There's probably something there. Magical artists who work wonders with their creations, but who pore the bulk of their artistic inspiration into making their own lives the greatest creation of all. By shaping their whole existence into the aesthetic, they can live heroically and thereby bring heroism out of the ideal and into the world. The Hollow Ones are those mages with the courage to live as a template for the men of a new age.

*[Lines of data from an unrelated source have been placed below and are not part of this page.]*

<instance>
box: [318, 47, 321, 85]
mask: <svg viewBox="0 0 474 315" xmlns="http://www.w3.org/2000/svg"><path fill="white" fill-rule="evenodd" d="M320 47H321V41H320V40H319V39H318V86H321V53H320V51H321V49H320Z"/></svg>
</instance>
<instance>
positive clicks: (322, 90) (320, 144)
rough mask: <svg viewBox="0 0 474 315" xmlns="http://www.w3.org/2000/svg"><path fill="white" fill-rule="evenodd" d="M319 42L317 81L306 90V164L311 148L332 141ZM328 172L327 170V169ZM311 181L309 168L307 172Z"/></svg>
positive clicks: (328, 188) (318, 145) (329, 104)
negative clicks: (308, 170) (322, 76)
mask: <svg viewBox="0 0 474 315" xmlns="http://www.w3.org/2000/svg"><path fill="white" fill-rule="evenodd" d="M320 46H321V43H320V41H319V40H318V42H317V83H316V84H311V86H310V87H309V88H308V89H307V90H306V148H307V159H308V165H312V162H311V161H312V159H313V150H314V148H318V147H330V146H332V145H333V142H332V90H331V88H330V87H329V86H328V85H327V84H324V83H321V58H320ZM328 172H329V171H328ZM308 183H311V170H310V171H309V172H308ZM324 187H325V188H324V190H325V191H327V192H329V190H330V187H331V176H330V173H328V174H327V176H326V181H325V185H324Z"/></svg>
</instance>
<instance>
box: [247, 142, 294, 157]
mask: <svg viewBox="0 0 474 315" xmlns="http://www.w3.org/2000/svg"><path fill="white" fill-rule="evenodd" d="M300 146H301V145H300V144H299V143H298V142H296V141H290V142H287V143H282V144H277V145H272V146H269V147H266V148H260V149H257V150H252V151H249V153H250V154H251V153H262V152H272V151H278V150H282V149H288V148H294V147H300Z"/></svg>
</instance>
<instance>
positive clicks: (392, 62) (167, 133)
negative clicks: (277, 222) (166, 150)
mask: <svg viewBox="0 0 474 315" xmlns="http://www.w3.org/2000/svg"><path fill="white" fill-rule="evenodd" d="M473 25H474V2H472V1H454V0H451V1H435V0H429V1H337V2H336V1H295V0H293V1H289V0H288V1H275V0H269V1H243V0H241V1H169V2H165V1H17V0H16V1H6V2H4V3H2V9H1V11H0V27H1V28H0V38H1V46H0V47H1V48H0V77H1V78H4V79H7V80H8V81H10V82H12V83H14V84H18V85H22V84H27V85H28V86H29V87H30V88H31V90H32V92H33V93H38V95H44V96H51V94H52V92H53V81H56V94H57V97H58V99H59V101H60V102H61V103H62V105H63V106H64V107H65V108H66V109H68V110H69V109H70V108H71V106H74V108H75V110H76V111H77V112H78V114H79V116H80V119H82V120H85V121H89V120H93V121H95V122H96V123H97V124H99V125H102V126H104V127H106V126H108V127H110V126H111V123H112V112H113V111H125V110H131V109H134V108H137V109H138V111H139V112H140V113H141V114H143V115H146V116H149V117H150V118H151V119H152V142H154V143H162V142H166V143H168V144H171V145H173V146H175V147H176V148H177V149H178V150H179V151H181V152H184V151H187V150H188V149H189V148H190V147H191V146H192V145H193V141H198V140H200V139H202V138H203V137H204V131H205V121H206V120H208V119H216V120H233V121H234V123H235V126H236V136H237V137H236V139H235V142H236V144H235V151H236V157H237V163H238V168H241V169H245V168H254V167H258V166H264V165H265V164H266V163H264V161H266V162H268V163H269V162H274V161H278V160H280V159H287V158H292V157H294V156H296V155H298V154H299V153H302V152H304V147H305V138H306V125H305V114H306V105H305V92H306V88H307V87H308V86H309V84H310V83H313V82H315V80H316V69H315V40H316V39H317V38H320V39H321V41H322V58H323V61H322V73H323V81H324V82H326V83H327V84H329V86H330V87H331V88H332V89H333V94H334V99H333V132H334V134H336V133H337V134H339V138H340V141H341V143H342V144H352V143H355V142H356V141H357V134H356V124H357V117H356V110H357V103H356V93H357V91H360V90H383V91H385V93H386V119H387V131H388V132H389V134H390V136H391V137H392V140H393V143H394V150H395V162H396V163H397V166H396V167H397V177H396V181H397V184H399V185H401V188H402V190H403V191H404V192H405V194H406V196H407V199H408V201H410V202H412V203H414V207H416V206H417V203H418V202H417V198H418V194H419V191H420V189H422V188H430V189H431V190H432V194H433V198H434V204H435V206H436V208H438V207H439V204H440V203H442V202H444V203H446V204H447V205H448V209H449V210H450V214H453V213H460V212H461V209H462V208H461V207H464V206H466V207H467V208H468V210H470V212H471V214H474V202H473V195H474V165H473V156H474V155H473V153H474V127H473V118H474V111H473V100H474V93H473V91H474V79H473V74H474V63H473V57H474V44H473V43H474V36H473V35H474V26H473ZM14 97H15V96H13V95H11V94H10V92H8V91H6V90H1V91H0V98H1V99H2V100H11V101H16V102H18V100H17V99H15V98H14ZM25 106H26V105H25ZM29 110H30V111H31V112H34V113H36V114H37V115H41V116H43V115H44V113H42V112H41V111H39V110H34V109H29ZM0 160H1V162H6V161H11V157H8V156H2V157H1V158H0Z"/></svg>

Putting a pin in the fascist subtext here (to quote the book "atrocity does not necessarily equate to a lack of romance"), that is sort of what Tradition Book: Hollow Ones is trying to do. Except that it fails. Probably because, in order to ignore the fascist subtext ("so much superstition, heroism, tragedy, and beauty permeates the Southern [antebellum] culture") it has to be incredibly shallow. The Hollow Ones have a sort of motto "We are Beings, not Doings. Don't do it. Be it."
Which . . . isn't . . . really . . . a thing. I guess you could cite that as justification for drawing similarities between the Hollow Ones and the Akashic Brotherhood, as the narrator did in the "external relations" section, but such a comparison positively reeks of an old-fashioned orientalist understanding of "Eastern mysticism" . . . that coincidentally was at its height during the historical period from which the Hollow Ones draw their inspiration. Maybe this Tradition can be defined as "people who, when asked what they think of the Victorian period, answer with references to sexual mores and ghost stories, and not, you know, the most rapacious imperialism the world has ever seen."
Or maybe their "don't do, be" philosophy is really just an excuse not to do shit. They want heroism without achievement, as if simply wearing some offbeat fashion was victory enough against the Technocracy (a near paraphrase). Despite the book's protestations that most goths are in their 30s now ("now" = 2002), there was a big sense of the unearned arrogance of youth running throughout the text. Maybe the Hollow Ones are people who are so insecure and desperate for identity that they commit to a cosplay lifestyle to fill the void. And maybe because they're mages, that actually sort of works. Certainly, the alternative seems to be that they are a group who centers their identity around a pattern of consumption and quite wrongly believes that this could ever be radical under capitalism . . .
But is there something mystical in that? Could you anchor not just a worldview, but a whole Tradition, equal in power to organized religion, alternative science, or the mystery of death itself, based on nothing but weaponized shallowness?
Tradition Book: Hollow Ones is betting you can.
Ukss Contribution: Well, one of the advantages of being shallow is that you can take an idea completely out of context and repurpose it however you want (something that's brought up explicitly in the paradigm section), so a good deal of Tradition Book: Hollow Ones is cool shit that easy to steal. I'll go with magical face makeup that blocks telepathy. Technically, it's just a focus and they couch it in more mystical terms than that, but it's pretty nifty as a magic item nonetheless.